Not everyone should be a leader, and that’s a good thing

(This article first appeared in People Matters)

For over a decade, the corporate world has echoed one feel-good mantra:

“Everyone is a leader.”

You’ve seen it on onboarding decks, leadership programs, and LinkedIn posts. It sounds inclusive, empowering and, frankly, misleading. Let’s get honest. Leadership isn’t for everyone.

Not because people aren’t capable but because true leadership demands something deeper than competence. It demands character, courage and clarity. The willingness to take the harder path when it’s easier to conform. And that’s a path many aren’t prepared for, and that’s okay.
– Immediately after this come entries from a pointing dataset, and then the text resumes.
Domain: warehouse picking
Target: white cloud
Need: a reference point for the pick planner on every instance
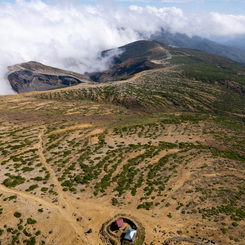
(71, 36)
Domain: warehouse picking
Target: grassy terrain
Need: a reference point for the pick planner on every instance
(164, 145)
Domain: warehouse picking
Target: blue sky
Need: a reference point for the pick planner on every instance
(236, 7)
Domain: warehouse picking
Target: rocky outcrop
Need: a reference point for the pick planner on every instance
(34, 76)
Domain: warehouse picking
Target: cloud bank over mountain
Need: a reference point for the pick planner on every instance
(71, 36)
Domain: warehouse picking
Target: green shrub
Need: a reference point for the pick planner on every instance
(17, 214)
(31, 221)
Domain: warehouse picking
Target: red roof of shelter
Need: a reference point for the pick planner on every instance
(120, 223)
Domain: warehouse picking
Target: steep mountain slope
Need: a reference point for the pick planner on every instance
(164, 147)
(34, 76)
(199, 43)
(135, 57)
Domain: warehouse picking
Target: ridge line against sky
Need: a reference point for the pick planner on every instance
(70, 34)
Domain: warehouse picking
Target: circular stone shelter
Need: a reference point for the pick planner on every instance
(122, 229)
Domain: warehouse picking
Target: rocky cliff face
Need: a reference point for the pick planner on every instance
(34, 76)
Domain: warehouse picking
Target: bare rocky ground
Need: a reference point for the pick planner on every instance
(180, 174)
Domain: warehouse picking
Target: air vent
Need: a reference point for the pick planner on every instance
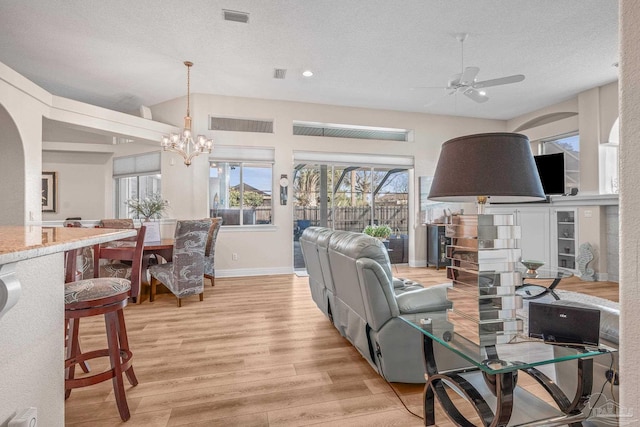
(349, 131)
(235, 16)
(279, 73)
(240, 125)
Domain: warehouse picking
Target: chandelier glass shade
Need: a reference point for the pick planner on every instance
(183, 143)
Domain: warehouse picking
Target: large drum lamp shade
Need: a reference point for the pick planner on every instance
(497, 166)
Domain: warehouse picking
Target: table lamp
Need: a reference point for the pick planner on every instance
(494, 167)
(484, 248)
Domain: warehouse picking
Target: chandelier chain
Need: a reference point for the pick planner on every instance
(188, 64)
(184, 143)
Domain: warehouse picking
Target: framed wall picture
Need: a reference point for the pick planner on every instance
(49, 191)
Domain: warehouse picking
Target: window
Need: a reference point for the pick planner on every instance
(135, 177)
(570, 146)
(356, 196)
(241, 192)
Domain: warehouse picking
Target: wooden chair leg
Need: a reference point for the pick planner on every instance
(152, 291)
(72, 352)
(124, 344)
(116, 365)
(84, 365)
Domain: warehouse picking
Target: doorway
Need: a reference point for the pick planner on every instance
(349, 198)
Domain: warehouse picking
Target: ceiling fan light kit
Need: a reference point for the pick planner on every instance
(466, 82)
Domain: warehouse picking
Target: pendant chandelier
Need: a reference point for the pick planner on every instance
(183, 143)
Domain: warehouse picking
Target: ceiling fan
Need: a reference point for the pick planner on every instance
(465, 82)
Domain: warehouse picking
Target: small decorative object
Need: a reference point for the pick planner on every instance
(151, 207)
(585, 256)
(382, 232)
(532, 266)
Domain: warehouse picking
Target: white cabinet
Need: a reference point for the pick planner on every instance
(565, 235)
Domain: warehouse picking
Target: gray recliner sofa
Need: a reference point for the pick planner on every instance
(351, 282)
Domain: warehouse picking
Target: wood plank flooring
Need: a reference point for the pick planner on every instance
(256, 352)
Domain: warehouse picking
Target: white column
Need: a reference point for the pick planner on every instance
(629, 204)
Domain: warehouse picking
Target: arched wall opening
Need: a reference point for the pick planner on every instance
(12, 167)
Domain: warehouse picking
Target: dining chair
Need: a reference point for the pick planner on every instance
(122, 261)
(184, 275)
(102, 296)
(116, 223)
(210, 250)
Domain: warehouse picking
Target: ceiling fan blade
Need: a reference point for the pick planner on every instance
(468, 75)
(476, 95)
(427, 87)
(500, 81)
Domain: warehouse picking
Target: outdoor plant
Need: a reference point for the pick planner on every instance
(149, 207)
(382, 231)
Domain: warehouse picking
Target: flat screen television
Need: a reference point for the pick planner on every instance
(551, 171)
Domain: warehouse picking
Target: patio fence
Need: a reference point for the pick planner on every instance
(340, 218)
(357, 218)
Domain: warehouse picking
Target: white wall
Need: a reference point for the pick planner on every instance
(81, 184)
(629, 205)
(270, 250)
(32, 344)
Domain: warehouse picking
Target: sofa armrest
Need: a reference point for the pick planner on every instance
(433, 298)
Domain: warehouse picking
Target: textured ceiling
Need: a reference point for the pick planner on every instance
(368, 53)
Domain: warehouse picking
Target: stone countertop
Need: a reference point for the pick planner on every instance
(19, 243)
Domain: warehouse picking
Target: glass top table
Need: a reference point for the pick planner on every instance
(531, 289)
(521, 352)
(490, 373)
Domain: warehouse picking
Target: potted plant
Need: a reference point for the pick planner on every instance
(148, 208)
(382, 231)
(151, 207)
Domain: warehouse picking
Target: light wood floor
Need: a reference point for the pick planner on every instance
(256, 352)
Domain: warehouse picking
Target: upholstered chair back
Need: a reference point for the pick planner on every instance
(188, 257)
(116, 223)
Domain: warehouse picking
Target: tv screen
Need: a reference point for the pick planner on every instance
(551, 171)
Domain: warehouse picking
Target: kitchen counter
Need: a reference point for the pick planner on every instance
(20, 243)
(32, 316)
Just as not everyone is meant to be a pilot, surgeon, or monk, not everyone is meant to carry the ethical, emotional, and psychological burden that leadership requires. And romanticising leadership as something anyone can or should do does a disservice to both individuals and the institutions that depend on them.

The myth of skill-based leadership

Modern leadership development has reduced leadership to a toolkit of observable behaviours: candour, empathy, strategic thinking, and presence. All these behaviours are useful but hardly sufficient. 
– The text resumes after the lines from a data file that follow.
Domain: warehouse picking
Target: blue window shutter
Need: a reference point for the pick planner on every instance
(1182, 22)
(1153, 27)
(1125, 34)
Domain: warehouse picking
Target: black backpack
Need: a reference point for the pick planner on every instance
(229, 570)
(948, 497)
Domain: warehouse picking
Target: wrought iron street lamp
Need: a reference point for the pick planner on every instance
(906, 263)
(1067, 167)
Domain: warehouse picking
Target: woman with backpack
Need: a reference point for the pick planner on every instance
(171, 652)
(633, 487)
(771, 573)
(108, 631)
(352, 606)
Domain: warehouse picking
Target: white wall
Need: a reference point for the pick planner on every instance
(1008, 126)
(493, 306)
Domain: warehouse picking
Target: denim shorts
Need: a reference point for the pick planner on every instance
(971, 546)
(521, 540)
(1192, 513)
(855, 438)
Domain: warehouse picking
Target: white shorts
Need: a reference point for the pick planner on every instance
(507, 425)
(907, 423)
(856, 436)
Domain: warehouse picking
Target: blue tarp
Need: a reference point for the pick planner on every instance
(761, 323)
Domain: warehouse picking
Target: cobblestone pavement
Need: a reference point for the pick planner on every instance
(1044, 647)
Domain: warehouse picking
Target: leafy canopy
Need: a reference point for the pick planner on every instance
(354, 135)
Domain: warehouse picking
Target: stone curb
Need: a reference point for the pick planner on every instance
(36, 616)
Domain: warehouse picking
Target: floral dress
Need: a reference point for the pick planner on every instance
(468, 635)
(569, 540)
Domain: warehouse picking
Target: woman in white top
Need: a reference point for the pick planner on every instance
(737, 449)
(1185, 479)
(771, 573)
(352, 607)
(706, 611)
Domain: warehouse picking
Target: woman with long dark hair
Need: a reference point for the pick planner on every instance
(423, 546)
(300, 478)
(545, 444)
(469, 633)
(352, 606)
What we’re often teaching is how to act like a leader, not how to become one. You can’t fake conviction, and you can’t simulate inner clarity. And when we focus only on behaviours, we risk producing performers – professionals who can signal leadership in public but crumble in crisis. What’s missing is the foundation – not external skill, but internal alignment.

“Before you lead others, you must learn to lead yourself.”
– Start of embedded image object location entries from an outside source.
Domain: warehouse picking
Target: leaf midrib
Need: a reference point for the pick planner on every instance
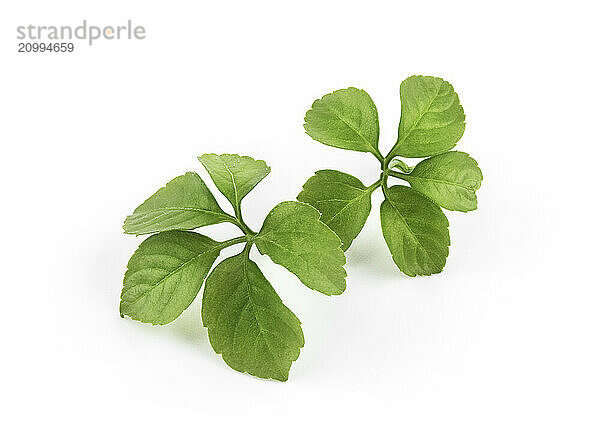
(369, 145)
(413, 235)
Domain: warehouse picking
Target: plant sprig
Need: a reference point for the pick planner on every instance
(413, 223)
(247, 322)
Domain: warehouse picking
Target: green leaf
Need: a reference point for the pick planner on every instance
(449, 179)
(247, 322)
(184, 203)
(396, 163)
(415, 230)
(293, 236)
(432, 120)
(343, 201)
(345, 119)
(234, 175)
(165, 274)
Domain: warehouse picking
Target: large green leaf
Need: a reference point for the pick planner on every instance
(247, 322)
(343, 201)
(165, 274)
(432, 120)
(415, 230)
(449, 179)
(294, 237)
(345, 119)
(184, 203)
(234, 175)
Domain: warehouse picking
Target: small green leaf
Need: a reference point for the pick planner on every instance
(415, 230)
(247, 322)
(345, 119)
(343, 201)
(184, 203)
(234, 175)
(432, 120)
(449, 179)
(293, 236)
(165, 274)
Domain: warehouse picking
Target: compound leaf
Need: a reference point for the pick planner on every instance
(343, 201)
(247, 322)
(415, 230)
(165, 274)
(293, 236)
(345, 119)
(184, 203)
(432, 119)
(234, 175)
(449, 179)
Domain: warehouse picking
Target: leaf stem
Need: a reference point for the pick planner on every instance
(374, 185)
(399, 175)
(233, 241)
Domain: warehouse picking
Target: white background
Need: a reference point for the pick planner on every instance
(500, 347)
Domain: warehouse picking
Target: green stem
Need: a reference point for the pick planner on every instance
(374, 185)
(399, 175)
(233, 241)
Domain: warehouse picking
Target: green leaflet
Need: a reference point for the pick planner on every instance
(247, 322)
(345, 119)
(449, 179)
(235, 176)
(415, 230)
(293, 236)
(184, 203)
(343, 201)
(396, 163)
(165, 274)
(432, 118)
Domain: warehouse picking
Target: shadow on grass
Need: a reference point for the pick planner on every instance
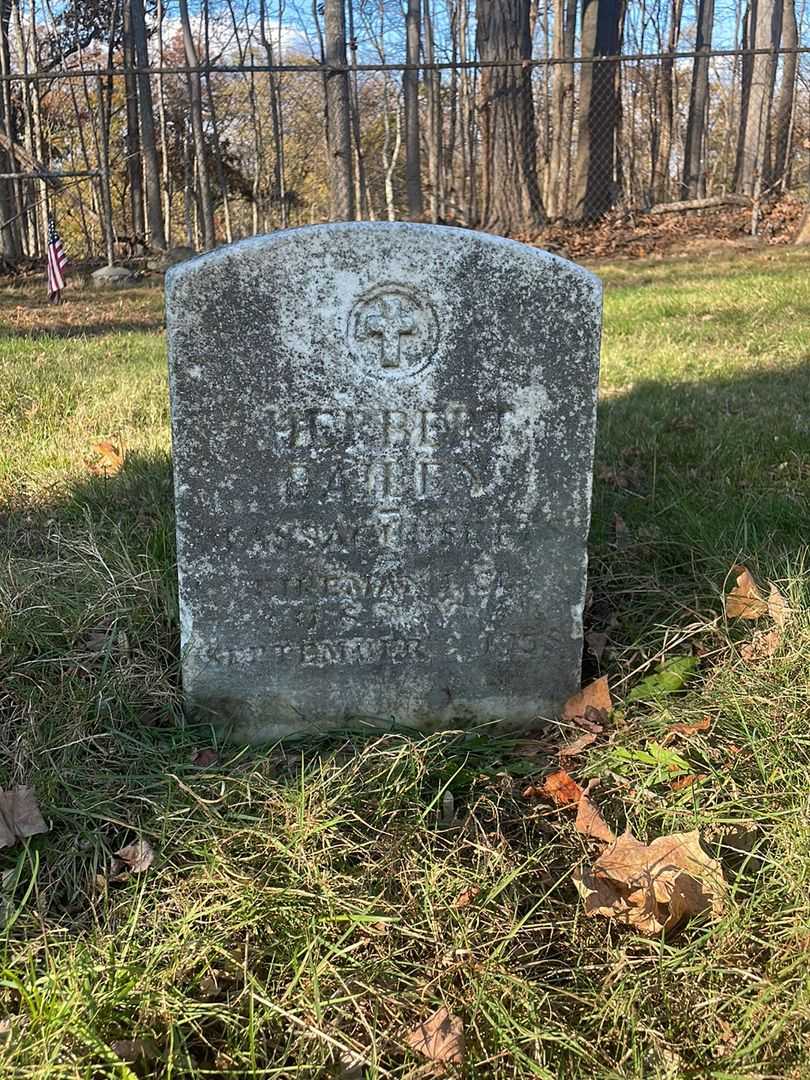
(690, 478)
The forgotten discipline: Self-leadership

Self-leadership is not about ambition or productivity hacks. It’s about who you are when no one is watching.

  • Do your actions match your values?
  • Can you stay centred in complexity?
  • Are you able to watch your ego rise and not let it rule you?

Most people are handed leadership tools before they’ve developed the inner architecture to hold power responsibly. That’s why we see smart, talented professionals struggle when they rise: the foundation was never built.

And this is where ancient Indian wisdom offers a sharper lens than most modern models.

Enter Dharma: The inner compass of real leadership

In Indian thought, Dharma isn’t just duty — it’s the right alignment. It’s the integration of intention, action, and integrity.

Dharma is:

  • Knowing your role and showing up fully in it.
  • Choosing the harder right over the easier wrong.
  • Saying no when it’s easier to say yes and yes when it’s uncomfortable to do so.

Dharma is the invisible layer of leadership. You won’t find it on a resume, but you’ll feel it in someone’s presence. It’s what guides decisions in moments where no playbook applies. It’s what holds a leader steady when there’s no external applause.

“Leadership without Dharma is performance. Leadership with Dharma is presence.”

And make no mistake: Dharma isn’t soft. It’s often lonely. It requires saying and doing things that will be misunderstood. But it’s the only path that builds real trust, not just admiration.

Why this matters now more than ever? 

In a time of global complexity, stakeholder pressure, and cultural volatility, the world doesn’t need more people trying to “act like leaders.” It needs fewer, deeper individuals who’ve done the inner work to live in alignment and lead from that space.

If we continue to push the idea that everyone is a leader, we dilute the weight of what leadership actually is. We confuse participation with responsibility. And we burden individuals with expectations they may not be prepared or called to carry.

Instead, let’s tell the truth:

“Leadership is a path. It’s not for everyone. But for those who choose it, Dharma must lead the way.”

Let’s stop handing out crowns. Let’s start honouring the discipline of leadership for what it truly is: not a universal birthright, but a conscious commitment – to self, to truth, and to the people we choose to serve.